Al-ahmad’s remarks came during a meeting in the West Bank city of Ramallah with youth members of the labor Israeli party.
“Underway international circumstances are fitting, especially amidst Arab states re-endorsement of their 2002 peace proposal and the Palestinian factions’ agreement to a unified political agenda, so that Palestinians and Israel can reach a final settlement of their conflict”.
This meeting is the first of its type after the Israeli government had announced a boycott of the Palestinian unity government, comprised of Fatah and Hamas, Palestinians inaugurated on March.

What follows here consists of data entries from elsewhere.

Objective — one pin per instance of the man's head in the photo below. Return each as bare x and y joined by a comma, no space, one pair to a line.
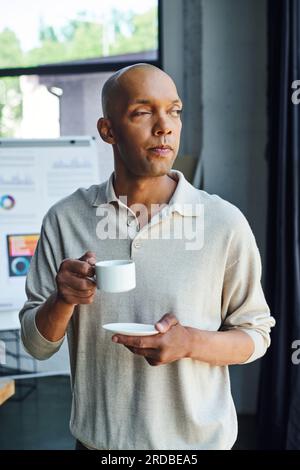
141,111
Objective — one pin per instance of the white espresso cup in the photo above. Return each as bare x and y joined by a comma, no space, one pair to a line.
115,275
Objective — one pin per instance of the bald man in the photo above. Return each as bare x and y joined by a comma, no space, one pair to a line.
204,296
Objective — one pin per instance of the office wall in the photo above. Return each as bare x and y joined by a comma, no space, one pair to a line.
234,127
217,56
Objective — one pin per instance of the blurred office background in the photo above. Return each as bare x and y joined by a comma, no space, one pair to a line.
218,53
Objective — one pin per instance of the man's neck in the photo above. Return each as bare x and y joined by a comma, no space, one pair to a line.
146,191
150,192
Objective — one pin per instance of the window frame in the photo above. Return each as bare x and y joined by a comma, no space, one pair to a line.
105,64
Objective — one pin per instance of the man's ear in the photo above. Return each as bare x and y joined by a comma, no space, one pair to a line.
105,130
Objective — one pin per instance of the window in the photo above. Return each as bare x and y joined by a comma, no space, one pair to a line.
53,68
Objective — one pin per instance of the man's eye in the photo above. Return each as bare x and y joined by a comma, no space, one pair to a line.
176,112
140,113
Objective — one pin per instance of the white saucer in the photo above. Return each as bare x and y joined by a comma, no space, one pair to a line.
131,329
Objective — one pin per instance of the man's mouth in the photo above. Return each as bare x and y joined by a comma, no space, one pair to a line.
161,150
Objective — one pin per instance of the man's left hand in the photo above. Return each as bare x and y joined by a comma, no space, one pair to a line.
172,343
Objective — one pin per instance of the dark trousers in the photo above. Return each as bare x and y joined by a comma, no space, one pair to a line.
80,446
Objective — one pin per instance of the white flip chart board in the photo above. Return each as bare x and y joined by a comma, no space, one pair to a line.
34,174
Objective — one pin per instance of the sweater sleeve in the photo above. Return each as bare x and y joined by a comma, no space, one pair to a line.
40,284
243,302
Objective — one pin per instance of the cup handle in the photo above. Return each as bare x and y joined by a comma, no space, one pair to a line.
92,279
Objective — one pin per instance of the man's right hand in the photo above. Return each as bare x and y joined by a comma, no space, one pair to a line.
73,287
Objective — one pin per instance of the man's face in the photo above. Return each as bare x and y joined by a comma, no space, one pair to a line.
146,116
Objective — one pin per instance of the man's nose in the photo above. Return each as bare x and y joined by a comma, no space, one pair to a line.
162,128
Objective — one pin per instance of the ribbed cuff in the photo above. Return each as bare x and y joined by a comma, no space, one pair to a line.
259,345
34,343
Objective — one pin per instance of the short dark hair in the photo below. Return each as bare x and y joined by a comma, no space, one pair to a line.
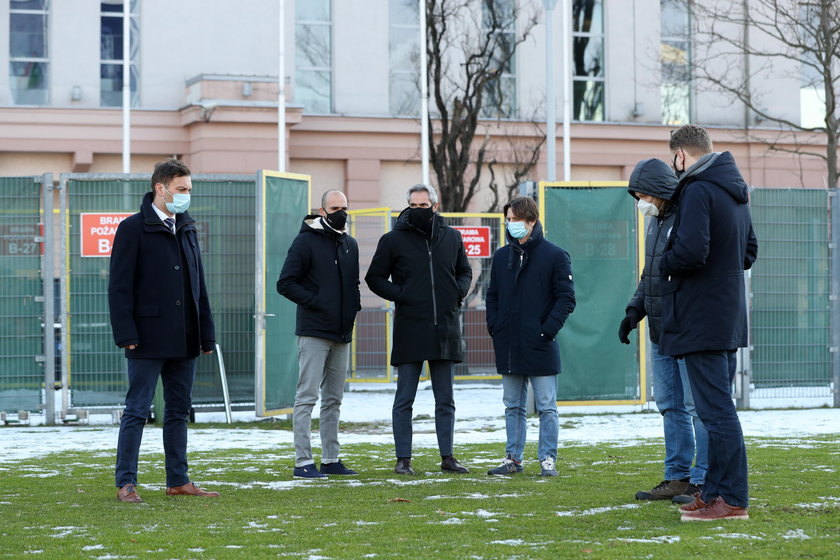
691,138
524,208
327,194
165,171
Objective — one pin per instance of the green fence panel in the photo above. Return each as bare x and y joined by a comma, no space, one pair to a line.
21,295
597,226
224,212
791,285
285,204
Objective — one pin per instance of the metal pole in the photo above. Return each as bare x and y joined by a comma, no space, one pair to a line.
47,277
281,90
126,86
834,298
223,376
550,95
567,107
424,98
63,300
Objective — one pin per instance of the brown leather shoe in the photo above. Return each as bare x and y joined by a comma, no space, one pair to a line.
190,489
716,510
695,505
128,493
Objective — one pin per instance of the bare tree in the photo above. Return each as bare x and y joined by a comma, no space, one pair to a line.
803,36
471,47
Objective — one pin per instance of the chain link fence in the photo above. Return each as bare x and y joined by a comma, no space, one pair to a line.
790,286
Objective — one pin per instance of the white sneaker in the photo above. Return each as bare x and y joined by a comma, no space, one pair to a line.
548,467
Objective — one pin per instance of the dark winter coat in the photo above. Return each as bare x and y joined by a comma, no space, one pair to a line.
703,300
429,277
655,178
531,295
321,275
156,292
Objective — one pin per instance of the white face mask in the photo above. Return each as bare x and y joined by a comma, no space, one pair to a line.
647,208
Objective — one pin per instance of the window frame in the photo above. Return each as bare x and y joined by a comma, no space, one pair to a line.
317,69
134,69
40,60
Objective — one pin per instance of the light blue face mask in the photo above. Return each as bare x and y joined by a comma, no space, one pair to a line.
517,230
180,203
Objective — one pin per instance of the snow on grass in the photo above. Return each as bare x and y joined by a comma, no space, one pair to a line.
797,534
596,511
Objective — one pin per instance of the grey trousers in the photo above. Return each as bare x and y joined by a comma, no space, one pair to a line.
323,365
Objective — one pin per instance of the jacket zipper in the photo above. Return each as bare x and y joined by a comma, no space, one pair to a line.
432,274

The deputy-PM emphasized the need that peace powers in Israel should push forward reviving the Palestinian-Israeli peace process, given hardliner Israelis’ ongoing attempts to undermine peace between the two peoples.

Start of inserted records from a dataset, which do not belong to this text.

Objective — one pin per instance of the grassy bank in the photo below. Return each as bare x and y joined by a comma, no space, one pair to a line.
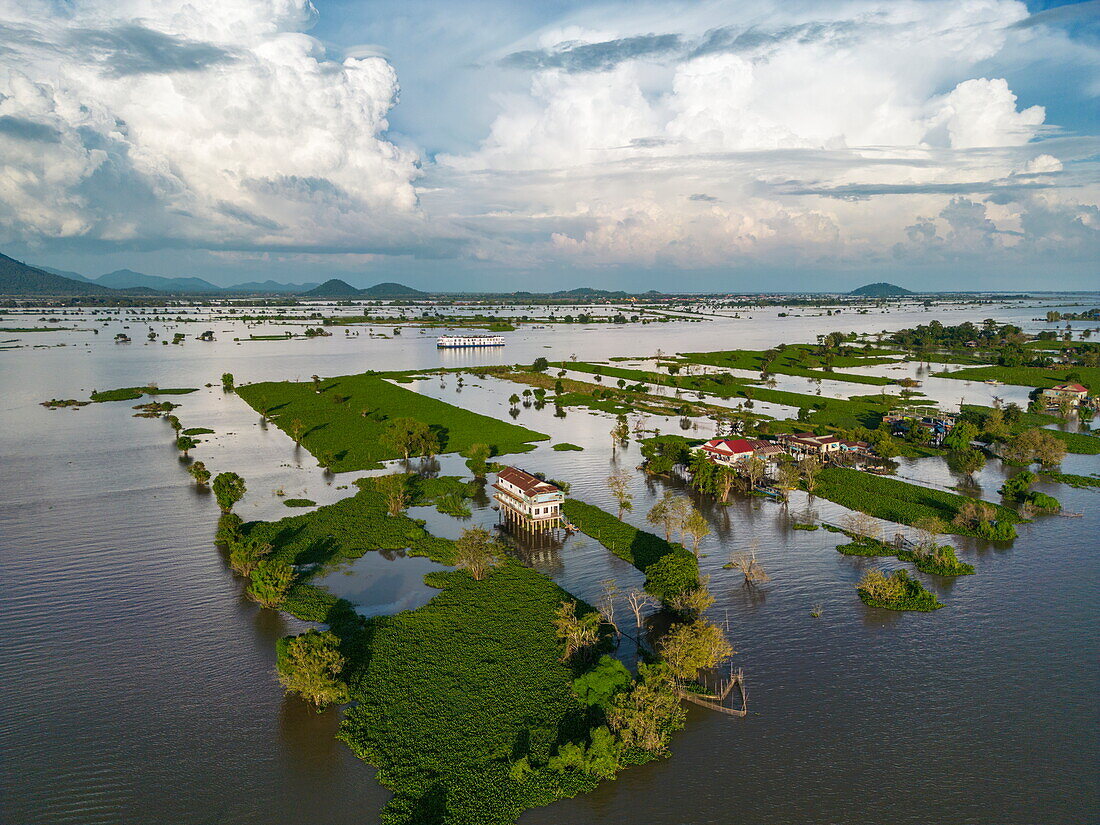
1030,376
451,694
669,568
897,501
344,421
798,360
847,414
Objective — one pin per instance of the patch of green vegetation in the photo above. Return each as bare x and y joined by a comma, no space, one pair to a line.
938,560
670,568
1030,376
129,394
897,592
58,403
36,329
799,360
903,503
847,414
1071,479
453,694
344,422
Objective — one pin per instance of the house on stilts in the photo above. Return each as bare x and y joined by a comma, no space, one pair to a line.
528,502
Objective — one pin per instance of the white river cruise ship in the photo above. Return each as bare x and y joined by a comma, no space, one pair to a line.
450,342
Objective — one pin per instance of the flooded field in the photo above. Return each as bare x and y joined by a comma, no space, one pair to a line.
140,682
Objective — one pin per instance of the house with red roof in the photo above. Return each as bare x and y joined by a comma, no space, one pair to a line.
1076,394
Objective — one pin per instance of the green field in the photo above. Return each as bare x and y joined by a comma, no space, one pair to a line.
129,394
454,692
345,420
1030,376
897,501
799,360
846,414
448,697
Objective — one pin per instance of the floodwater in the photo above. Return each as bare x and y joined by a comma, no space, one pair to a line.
139,686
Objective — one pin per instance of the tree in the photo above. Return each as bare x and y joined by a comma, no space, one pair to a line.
618,483
228,488
297,429
394,488
620,432
311,666
409,437
694,601
477,459
185,444
199,473
271,580
810,466
697,527
788,477
861,526
574,631
967,462
693,646
245,554
477,552
663,513
647,716
639,601
1035,446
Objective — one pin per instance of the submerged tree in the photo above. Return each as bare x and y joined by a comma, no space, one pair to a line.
477,459
694,646
647,716
696,526
618,483
409,437
199,473
575,633
271,580
228,488
394,488
477,552
311,666
185,444
245,554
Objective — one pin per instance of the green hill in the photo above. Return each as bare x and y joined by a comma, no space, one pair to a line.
18,278
392,290
880,290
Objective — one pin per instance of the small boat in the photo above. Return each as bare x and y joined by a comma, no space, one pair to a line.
450,342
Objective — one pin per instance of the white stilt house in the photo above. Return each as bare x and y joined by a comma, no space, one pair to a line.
527,501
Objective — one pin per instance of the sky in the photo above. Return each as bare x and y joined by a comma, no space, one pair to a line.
712,145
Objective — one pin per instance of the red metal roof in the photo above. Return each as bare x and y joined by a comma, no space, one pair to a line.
729,447
527,483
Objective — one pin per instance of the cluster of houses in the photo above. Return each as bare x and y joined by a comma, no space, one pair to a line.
938,422
732,452
1075,394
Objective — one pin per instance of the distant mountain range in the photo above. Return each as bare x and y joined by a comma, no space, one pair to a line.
880,290
338,288
131,279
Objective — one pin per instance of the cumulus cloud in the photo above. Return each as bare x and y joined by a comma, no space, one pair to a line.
823,131
208,122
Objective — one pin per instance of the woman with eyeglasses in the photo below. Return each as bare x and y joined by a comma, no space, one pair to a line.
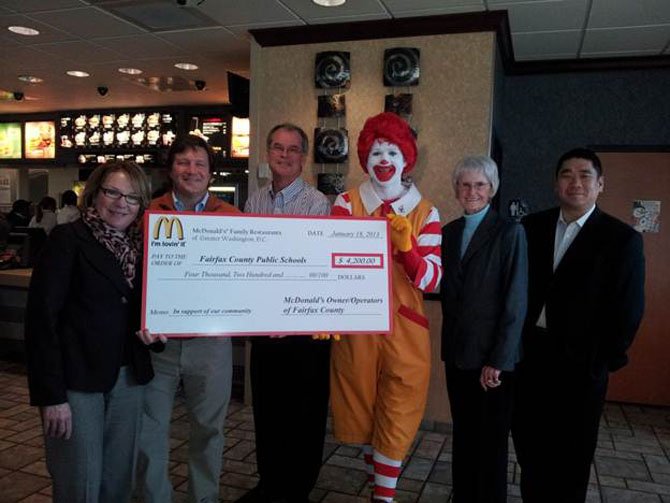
483,294
86,367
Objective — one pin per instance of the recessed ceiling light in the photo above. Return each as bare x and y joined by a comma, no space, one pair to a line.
77,73
329,3
130,71
30,78
186,66
23,30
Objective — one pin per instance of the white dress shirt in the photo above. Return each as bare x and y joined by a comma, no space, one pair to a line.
563,238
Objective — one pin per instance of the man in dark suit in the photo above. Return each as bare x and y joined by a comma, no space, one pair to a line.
585,303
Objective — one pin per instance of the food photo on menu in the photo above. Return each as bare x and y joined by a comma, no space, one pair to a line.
40,140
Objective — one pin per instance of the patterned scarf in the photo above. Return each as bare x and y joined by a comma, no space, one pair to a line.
125,246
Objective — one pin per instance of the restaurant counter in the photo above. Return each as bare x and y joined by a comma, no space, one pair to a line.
13,297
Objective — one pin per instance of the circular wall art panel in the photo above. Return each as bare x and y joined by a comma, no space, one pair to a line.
401,67
332,70
331,184
331,145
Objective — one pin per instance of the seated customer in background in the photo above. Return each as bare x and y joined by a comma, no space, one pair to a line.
86,367
69,211
45,215
20,214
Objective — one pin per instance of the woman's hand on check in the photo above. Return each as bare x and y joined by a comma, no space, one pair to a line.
326,337
148,338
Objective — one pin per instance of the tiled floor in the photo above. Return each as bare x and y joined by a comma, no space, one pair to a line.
632,463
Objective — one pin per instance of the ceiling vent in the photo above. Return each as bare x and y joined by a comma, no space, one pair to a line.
157,15
174,83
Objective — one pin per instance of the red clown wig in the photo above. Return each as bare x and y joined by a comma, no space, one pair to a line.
391,128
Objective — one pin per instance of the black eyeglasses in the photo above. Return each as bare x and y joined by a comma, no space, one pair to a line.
131,199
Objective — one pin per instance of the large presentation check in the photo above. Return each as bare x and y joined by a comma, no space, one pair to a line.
218,274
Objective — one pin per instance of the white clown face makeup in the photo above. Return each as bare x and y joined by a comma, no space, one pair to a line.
386,165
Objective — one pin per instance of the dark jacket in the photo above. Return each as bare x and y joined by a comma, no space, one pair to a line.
594,299
483,294
81,319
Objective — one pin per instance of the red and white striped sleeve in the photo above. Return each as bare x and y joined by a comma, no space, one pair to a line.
423,263
342,206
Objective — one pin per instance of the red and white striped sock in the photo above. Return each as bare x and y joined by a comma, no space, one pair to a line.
369,466
387,471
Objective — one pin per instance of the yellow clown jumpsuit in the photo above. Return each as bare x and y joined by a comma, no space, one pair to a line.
379,383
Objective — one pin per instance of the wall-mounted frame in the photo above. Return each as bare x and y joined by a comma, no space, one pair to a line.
10,140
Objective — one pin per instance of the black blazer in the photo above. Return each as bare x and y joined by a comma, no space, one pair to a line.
80,319
483,294
594,299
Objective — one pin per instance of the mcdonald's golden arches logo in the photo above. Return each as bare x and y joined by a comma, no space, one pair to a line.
170,223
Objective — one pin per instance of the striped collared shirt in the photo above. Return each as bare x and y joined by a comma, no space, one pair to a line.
299,198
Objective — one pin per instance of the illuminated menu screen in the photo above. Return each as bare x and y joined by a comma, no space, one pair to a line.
40,140
10,140
214,130
130,130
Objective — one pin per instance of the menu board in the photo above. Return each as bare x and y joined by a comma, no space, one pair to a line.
94,159
124,130
239,143
10,140
214,130
40,140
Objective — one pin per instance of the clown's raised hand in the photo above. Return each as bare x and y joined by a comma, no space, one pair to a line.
401,232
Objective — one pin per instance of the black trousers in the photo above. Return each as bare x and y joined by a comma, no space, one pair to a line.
290,389
481,425
555,425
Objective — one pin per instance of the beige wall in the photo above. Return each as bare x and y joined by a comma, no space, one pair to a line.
452,113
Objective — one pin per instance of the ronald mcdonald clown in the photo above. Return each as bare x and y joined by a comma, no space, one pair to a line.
379,383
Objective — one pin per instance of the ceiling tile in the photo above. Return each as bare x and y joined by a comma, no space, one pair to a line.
217,41
87,23
543,15
619,13
77,54
39,5
617,54
550,44
426,7
247,12
642,39
47,32
141,46
310,12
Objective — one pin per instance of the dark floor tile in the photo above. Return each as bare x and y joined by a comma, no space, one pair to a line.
441,473
346,462
239,480
334,478
36,498
616,467
613,495
418,468
335,497
17,486
435,493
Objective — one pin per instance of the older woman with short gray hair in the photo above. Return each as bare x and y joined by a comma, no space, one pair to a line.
483,294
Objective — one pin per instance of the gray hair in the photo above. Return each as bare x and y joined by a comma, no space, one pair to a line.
480,163
287,126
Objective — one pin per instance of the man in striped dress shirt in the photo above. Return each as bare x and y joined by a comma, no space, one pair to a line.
289,376
379,384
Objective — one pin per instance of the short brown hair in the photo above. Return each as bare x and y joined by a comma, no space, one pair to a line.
138,180
189,142
287,126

Iran Harmouni, head of the Labor Party’s division of youth, called on the Israeli Prime Minister, Ehud Olmert to resume the stalled peace talks with the Palestinian side by implementing past signed agreements.
Harmouni maintained that the Israeli youth support peace with their Palestinian neighbors, expressing regret for the halt of peace process and calling for pressurizing the Israeli government to seize potential Middle East peace.
In light of an Arab peace initiative endorsed recently by the Arab states summit in Riyadh in late March, commentators believe that peace in the Middle East is potential, if Israel complies unconditionally with the peace offer.
Ministers of the Arab quartet (Saudi Arabia, Egypt, Jordan, United Arab of Emirates) are due to meet on Wednesday to discuss formation of special committees aimed at promoting the peace initiative, which Israel has already refused, dismissing potential peace for the short-run.
The Arab peace proposal, first drafted by the Saudi Arabia in 2002, calls for full Israeli withdrawal from the Arab lands it occupied in 1967, in return for normal Arab-Israeli ties and a fair solution for the Palestinian refugee problem.